Ia melirik Kayla. Kayla melirik balik. Untuk satu detik — satu detik yang nyata, bukan ilusi — ada sesuatu di mata Kayla yang Arya kenali dari kuliah dulu. Bukan cinta. Bukan kerinduan. Tapi itu adalah ekspresi yang dulu sering muncul saat mereka berdua terjebak di situasi yang absurd: tante-tante di pasar yang menanyakan apakah mereka pacaran, dosen yang salah menyebut nama Arya, hujan tiba-tiba di tengah pertemuan kelompok. Ekspresi itu berarti satu hal.
Kita di tim yang sama, sekarang.
Kayla menarik napas pendek, lalu tersenyum kepada kedua ibunya dengan profesionalisme yang sempurna.
"Tante, Bunda. Mungkin kami bisa ngobrol berdua dulu sebentar? Biar lebih bisa kenalan."
"Oh, oh tentu! Boleh banget!" Bunda Lestari tepuk tangan. "Di teras aja yuk. Udaranya enak."
Bunda Hanum mengerlingkan mata dengan signifikansi yang membuat Kayla ingin pulang sekarang juga.
Arya berdiri. Kayla berdiri. Mereka berjalan ke teras dengan langkah yang formal, hati-hati, dan jarak yang aman.
Begitu mereka sampai di teras dan Bunda Lestari menutup pintu kaca dengan senyum pemenang, Kayla menoleh dengan ekspresi yang akhirnya ia izinkan dirinya pakai.
"Arya."
"Kayla."
"Apa-apaan ini?"
Arya menarik napas dalam.

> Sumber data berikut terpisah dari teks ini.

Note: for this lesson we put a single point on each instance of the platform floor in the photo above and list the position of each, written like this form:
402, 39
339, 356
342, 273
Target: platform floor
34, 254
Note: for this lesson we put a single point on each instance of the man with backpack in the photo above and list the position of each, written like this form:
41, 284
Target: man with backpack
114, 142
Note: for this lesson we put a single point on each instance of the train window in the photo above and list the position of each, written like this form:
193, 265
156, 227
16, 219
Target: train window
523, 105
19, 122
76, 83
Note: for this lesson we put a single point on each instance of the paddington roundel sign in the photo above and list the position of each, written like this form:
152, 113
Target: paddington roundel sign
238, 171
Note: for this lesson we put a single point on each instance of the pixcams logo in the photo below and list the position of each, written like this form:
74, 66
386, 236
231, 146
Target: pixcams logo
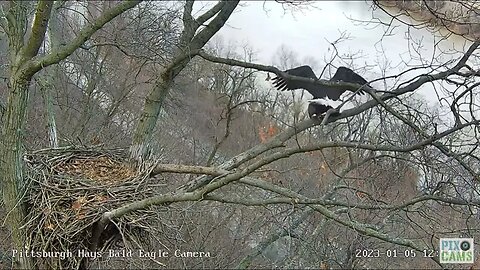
456, 250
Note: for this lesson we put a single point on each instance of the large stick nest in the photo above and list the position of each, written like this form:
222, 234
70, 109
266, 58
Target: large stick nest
69, 192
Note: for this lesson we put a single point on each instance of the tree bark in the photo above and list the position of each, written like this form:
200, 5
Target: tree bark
13, 183
24, 62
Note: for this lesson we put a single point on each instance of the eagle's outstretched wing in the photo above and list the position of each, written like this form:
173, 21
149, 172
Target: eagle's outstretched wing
343, 74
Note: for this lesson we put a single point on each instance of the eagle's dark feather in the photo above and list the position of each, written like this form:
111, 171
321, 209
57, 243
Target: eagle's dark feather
343, 74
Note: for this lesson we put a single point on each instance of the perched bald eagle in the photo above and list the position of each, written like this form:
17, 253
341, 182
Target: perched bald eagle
322, 95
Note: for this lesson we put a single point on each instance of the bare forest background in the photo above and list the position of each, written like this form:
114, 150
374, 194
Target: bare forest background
217, 160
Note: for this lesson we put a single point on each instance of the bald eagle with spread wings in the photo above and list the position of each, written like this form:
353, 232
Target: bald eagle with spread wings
322, 95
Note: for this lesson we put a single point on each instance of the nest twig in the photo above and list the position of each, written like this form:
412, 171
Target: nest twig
70, 190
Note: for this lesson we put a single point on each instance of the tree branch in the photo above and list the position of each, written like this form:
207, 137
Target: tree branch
39, 27
63, 52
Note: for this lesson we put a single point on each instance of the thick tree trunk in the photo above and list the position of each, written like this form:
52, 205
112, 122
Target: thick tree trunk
13, 182
190, 43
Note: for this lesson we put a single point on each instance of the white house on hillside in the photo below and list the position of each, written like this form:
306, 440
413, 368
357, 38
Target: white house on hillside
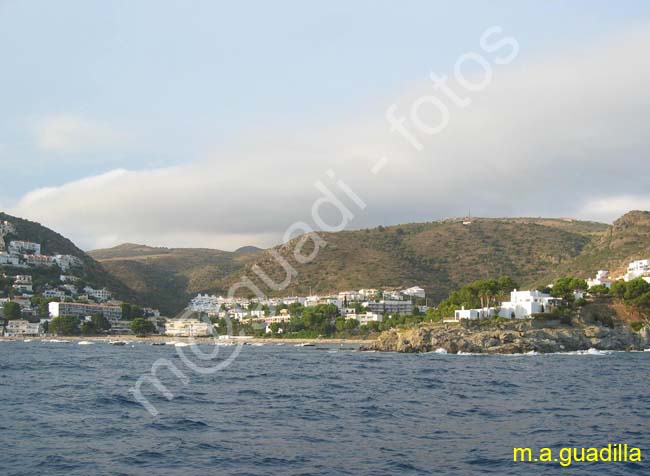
523, 304
602, 279
637, 269
415, 291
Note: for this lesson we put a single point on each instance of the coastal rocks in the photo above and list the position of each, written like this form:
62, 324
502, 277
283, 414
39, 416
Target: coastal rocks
510, 338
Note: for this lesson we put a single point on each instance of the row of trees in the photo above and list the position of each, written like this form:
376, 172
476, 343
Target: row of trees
479, 294
635, 293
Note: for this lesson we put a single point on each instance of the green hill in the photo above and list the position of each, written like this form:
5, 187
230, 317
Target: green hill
628, 239
439, 256
169, 277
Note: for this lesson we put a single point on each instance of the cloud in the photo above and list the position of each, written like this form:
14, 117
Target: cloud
561, 136
72, 134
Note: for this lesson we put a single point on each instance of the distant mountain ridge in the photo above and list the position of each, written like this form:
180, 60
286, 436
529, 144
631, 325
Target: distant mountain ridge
54, 243
440, 256
169, 277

Untuk pertama kali dalam delapan tahun, ia berdiri berhadapan dengan perempuan yang dulu pernah ia cintai dan kemudian ia tinggalkan. Dan untuk pertama kali dalam delapan tahun, ia tidak punya kalimat siap.
Ia hanya bisa berkata: "Saya... benar-benar nggak tahu."

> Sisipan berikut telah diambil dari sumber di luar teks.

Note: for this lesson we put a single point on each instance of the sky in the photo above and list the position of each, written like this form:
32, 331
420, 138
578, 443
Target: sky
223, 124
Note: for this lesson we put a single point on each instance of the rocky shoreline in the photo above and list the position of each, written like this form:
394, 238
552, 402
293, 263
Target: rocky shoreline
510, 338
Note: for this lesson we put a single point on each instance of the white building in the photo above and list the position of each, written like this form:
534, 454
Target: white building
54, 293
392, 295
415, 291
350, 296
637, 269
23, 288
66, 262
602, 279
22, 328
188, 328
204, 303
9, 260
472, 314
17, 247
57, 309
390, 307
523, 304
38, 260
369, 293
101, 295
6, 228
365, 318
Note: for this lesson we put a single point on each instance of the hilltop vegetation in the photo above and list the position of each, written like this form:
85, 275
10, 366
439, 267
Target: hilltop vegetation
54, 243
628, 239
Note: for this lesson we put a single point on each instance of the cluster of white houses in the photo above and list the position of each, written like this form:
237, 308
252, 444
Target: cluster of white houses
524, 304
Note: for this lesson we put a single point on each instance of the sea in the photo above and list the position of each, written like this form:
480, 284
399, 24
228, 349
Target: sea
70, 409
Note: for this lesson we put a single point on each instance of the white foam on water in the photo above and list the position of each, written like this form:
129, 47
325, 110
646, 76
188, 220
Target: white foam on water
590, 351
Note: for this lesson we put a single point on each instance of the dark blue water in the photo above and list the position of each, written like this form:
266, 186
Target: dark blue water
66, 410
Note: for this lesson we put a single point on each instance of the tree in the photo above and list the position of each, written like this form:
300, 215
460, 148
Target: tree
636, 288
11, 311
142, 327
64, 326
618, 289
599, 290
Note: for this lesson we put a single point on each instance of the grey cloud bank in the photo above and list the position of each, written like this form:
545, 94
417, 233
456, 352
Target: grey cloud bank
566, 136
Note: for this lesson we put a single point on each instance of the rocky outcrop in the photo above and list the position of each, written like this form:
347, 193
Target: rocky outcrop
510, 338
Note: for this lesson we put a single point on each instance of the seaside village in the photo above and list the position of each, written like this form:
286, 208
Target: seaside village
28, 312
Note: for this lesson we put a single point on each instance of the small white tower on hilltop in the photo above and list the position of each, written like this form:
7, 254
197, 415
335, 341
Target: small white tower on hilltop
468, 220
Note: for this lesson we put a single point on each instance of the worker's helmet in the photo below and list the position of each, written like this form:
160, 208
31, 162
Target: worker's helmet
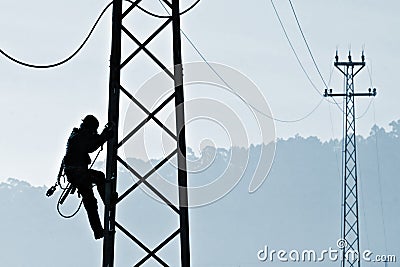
90, 122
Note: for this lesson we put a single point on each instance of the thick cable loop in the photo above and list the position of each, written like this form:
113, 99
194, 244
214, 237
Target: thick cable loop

Kayla menatapnya lama. Sangat lama. Cukup lama untuk membuat Arya merasa setiap detik dari delapan tahun itu sedang dievaluasi ulang.
Lalu Kayla menghela napas, dan berkata dengan suara yang mengejutkan kelembutannya: "Oke. Kalau gitu, kita harus mikir cepat. Karena kalau ini kelamaan, mama-mama kita bakal masuk ke sini dan nanya kapan kita nikah."
Dan untuk pertama kali dalam delapan tahun, Arya tertawa kecil — tawa yang ia tidak rencanakan, tapi yang muncul karena ia masih mengenali, di balik dingin dan jarak, perempuan yang dulu selalu bisa membuatnya tertawa di saat paling kacau.